C’est l’astre souriant, c’est le premier soleil
Qui de son âme en pleurs hâta le doux réveil,
La sainte Béatrix, au désert rencontrée,
Qui d’un monde inconnu lui découvrit l’entrée,
Lui barra le chemin de la forêt des sens.
Et tourna vers le ciel ses désirs grandissants.

C’est elle, en sa beauté qui subjugue et qui flatte,
Avec son regard d’aigle et sa robe écarlate,
La vierge qui nous ouvre, au fond du paradis,
Les cercles radieux aux vivants interdits,
Celle qui lui versa l’ardeur des grandes choses,
Et, le touchant au front de ses mystiques roses,
Le força de gravir, par les sentiers étroits,
Ces sommets de l’amour couronnés par la croix.

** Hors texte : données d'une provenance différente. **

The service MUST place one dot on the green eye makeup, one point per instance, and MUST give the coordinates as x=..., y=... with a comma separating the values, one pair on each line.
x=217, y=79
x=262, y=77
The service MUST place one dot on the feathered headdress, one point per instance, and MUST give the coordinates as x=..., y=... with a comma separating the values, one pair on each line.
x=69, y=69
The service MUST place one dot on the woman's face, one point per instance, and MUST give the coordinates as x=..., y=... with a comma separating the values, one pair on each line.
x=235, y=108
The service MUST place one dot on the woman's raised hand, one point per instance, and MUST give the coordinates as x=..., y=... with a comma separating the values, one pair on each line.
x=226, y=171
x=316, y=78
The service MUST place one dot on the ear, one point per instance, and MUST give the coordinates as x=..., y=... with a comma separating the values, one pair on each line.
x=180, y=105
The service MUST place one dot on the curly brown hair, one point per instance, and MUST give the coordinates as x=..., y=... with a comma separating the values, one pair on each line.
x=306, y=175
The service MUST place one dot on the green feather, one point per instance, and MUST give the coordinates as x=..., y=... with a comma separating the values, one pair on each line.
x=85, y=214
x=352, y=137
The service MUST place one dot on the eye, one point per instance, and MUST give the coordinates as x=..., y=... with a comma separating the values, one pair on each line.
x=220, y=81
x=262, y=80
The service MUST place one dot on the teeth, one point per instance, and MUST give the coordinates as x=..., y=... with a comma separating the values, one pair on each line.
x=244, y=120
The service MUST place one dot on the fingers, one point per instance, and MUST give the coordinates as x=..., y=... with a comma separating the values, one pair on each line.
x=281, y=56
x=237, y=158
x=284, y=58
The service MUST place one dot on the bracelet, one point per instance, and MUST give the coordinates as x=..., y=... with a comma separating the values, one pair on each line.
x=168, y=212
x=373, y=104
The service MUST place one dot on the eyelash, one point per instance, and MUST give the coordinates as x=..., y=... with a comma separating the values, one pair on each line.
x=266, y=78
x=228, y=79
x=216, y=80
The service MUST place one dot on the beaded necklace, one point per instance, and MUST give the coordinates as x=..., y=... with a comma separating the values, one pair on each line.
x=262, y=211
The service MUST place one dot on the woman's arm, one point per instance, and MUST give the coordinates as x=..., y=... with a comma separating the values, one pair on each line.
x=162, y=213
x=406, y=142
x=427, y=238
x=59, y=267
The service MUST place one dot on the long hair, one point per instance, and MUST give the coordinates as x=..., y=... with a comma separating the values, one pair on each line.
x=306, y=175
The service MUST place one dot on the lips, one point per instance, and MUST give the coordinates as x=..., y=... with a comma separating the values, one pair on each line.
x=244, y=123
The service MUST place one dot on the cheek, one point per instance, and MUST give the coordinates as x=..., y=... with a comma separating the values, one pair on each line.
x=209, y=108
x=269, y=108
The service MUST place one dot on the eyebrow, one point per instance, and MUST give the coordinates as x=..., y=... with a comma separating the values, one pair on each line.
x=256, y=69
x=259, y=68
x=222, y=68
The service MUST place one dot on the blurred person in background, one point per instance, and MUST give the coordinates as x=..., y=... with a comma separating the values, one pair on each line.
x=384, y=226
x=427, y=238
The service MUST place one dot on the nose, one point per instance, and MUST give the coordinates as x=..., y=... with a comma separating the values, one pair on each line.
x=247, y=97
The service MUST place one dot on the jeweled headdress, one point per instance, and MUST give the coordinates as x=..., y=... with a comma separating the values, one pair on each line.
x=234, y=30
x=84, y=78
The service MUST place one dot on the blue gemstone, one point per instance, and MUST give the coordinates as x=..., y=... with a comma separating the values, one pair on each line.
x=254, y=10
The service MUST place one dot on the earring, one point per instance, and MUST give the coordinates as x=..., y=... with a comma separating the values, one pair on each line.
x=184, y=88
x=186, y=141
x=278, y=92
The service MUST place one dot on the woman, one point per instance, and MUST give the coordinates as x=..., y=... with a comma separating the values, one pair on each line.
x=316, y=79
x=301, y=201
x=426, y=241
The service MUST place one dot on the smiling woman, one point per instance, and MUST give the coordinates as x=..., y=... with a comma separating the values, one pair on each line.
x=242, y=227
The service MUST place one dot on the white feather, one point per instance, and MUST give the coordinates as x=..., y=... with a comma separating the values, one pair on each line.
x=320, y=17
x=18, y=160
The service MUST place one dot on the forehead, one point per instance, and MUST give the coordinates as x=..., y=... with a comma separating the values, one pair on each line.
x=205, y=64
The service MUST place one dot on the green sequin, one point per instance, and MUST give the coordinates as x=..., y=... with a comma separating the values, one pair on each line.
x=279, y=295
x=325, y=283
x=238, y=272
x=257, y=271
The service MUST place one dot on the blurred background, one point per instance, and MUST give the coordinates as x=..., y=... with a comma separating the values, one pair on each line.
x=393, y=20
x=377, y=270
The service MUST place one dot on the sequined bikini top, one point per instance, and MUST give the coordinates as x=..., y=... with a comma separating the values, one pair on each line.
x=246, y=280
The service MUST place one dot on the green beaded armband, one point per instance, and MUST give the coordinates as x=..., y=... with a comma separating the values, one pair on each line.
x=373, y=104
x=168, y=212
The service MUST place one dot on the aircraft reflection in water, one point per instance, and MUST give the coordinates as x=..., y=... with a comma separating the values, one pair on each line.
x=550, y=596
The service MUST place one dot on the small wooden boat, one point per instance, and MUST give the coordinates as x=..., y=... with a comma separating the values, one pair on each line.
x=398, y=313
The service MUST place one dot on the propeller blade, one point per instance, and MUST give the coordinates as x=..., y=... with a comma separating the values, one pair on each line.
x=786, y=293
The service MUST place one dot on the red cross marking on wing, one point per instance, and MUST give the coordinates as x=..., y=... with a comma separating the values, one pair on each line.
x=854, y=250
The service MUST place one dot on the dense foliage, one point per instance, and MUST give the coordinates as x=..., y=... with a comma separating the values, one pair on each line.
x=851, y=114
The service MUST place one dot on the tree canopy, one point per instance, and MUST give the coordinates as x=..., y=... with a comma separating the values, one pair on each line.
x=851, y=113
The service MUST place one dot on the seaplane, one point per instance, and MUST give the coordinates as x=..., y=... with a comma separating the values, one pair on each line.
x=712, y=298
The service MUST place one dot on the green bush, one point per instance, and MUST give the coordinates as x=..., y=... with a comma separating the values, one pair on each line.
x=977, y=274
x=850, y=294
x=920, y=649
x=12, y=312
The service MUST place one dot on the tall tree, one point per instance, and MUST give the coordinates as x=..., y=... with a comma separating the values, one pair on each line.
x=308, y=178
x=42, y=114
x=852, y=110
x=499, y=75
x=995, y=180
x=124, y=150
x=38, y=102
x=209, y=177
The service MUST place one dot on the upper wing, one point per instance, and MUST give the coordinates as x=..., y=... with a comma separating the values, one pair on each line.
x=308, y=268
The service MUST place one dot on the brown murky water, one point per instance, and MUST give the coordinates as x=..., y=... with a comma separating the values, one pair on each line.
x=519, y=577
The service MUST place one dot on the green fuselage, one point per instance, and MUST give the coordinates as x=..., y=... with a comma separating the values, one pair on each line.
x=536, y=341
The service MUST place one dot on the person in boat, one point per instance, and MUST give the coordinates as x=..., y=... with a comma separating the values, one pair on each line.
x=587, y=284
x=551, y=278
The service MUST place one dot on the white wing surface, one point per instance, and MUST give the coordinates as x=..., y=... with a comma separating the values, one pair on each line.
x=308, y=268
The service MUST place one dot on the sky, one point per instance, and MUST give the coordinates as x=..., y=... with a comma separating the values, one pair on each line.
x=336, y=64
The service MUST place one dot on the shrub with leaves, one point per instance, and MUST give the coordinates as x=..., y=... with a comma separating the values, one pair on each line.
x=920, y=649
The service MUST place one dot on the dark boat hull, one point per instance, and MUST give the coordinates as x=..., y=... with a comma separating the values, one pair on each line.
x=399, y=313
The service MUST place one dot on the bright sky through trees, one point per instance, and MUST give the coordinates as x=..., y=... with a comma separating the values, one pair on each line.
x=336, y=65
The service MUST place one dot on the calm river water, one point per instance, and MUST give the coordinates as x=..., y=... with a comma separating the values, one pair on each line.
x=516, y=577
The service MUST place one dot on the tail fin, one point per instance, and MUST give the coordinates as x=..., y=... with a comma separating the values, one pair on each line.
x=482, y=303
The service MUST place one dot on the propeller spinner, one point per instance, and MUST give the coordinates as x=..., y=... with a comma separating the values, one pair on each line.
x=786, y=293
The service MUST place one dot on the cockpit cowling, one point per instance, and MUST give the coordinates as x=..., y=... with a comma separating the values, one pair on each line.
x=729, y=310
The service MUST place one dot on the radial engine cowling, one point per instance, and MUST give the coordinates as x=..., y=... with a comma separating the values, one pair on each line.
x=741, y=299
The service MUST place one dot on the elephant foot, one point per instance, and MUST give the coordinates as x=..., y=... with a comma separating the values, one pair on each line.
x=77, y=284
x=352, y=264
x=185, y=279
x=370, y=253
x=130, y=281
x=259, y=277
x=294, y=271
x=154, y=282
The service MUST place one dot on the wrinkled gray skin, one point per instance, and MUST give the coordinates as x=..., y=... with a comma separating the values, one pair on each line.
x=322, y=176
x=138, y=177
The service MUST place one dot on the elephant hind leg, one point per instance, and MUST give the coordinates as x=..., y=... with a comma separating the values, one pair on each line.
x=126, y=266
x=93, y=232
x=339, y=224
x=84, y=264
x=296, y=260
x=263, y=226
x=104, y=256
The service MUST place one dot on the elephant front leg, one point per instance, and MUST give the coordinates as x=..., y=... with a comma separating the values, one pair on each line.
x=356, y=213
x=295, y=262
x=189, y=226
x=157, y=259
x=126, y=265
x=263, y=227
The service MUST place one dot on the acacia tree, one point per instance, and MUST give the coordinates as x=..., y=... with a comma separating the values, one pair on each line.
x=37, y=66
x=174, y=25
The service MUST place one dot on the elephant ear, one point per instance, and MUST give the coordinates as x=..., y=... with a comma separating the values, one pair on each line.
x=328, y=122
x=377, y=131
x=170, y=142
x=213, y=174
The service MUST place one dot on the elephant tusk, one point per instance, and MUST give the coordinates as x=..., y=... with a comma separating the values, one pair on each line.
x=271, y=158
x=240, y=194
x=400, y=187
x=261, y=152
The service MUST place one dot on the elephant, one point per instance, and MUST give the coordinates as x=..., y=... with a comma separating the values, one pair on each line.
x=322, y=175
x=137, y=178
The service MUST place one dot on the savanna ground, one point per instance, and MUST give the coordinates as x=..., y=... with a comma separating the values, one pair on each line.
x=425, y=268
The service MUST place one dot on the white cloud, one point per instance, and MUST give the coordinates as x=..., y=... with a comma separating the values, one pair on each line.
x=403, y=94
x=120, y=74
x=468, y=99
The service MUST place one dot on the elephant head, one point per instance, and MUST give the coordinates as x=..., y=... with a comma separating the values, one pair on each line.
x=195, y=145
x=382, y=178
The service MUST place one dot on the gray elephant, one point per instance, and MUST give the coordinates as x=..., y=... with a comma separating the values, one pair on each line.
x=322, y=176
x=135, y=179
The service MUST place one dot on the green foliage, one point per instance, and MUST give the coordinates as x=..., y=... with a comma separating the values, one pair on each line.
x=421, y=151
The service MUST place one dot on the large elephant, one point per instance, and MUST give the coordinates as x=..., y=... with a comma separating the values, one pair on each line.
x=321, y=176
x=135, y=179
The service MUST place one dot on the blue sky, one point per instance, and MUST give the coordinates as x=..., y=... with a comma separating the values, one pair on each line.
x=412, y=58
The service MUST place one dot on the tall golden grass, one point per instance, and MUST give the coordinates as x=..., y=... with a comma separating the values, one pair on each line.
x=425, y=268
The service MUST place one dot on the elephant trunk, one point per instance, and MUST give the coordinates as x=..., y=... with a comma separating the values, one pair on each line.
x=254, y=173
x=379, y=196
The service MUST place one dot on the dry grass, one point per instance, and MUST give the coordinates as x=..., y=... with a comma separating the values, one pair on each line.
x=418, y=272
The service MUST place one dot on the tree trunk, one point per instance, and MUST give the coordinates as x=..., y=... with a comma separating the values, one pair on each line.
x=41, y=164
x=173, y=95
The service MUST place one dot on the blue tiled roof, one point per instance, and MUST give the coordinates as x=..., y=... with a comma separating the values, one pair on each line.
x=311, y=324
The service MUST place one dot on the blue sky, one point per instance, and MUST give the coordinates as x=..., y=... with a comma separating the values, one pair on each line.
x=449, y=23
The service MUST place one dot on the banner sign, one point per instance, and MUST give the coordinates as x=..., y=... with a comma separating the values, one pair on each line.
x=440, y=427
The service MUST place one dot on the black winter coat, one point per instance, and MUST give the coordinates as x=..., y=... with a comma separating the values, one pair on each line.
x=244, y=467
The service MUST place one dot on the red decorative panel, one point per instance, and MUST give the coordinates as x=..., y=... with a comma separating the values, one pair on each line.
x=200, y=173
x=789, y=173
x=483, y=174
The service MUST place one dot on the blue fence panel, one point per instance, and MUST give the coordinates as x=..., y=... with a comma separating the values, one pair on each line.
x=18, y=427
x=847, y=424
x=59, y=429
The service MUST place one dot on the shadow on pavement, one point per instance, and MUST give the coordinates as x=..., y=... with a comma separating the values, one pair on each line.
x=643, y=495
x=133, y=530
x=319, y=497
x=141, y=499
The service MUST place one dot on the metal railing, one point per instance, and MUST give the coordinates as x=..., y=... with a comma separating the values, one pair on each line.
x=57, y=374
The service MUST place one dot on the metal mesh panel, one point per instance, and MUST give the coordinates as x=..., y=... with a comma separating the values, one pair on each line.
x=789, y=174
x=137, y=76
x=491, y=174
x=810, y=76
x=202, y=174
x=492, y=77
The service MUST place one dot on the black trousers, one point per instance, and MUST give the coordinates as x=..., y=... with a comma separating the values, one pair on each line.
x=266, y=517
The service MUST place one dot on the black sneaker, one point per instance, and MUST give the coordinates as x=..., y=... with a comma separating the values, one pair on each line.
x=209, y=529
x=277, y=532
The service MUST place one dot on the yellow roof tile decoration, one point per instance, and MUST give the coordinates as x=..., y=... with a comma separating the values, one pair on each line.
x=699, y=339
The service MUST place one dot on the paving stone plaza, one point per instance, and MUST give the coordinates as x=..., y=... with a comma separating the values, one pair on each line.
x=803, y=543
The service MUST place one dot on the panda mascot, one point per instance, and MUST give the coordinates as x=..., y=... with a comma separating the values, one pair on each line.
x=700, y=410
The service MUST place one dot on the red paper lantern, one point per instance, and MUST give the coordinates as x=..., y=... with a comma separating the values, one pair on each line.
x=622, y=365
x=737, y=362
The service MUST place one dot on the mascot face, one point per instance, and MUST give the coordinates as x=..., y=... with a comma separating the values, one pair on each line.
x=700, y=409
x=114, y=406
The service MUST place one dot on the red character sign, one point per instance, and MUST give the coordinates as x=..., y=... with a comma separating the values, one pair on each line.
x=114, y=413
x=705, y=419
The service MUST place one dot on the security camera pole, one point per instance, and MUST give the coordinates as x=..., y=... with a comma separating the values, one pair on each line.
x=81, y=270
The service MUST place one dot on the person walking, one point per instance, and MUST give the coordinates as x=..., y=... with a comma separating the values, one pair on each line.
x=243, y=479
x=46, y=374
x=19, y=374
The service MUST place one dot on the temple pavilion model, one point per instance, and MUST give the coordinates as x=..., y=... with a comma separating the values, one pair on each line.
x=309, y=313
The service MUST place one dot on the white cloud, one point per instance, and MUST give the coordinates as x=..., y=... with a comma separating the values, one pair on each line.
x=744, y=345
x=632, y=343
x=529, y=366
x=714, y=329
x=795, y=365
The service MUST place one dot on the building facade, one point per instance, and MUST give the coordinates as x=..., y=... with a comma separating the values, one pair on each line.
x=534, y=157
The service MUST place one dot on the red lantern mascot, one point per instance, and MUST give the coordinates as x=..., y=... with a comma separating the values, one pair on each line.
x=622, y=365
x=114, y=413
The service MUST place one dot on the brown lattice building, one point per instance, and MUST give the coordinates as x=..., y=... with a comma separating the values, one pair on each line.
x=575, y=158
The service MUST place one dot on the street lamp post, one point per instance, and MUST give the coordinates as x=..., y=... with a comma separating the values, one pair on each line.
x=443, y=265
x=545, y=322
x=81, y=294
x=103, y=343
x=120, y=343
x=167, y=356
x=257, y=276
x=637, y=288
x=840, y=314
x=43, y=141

L’allégresse entrevue et longtemps poursuivie
Apparaît sur le seuil de la nouvelle vie ;
L’ange qui fait choisir entre les deux chemins,
Se penchant sur Konrad, saisit ses pâles mains ;
Et, comme un fils en pleurs tiré d’un mauvais rêve,
Dans la réalité le réveille et l’enlève.

Il monte, il voit là-bas fuir nos sanglants sommets
Témoins des noirs combats terminés à jamais ;
Il respire, et baigné d’une clarté croissante,
Se sent vivre, étonné de la douleur absente.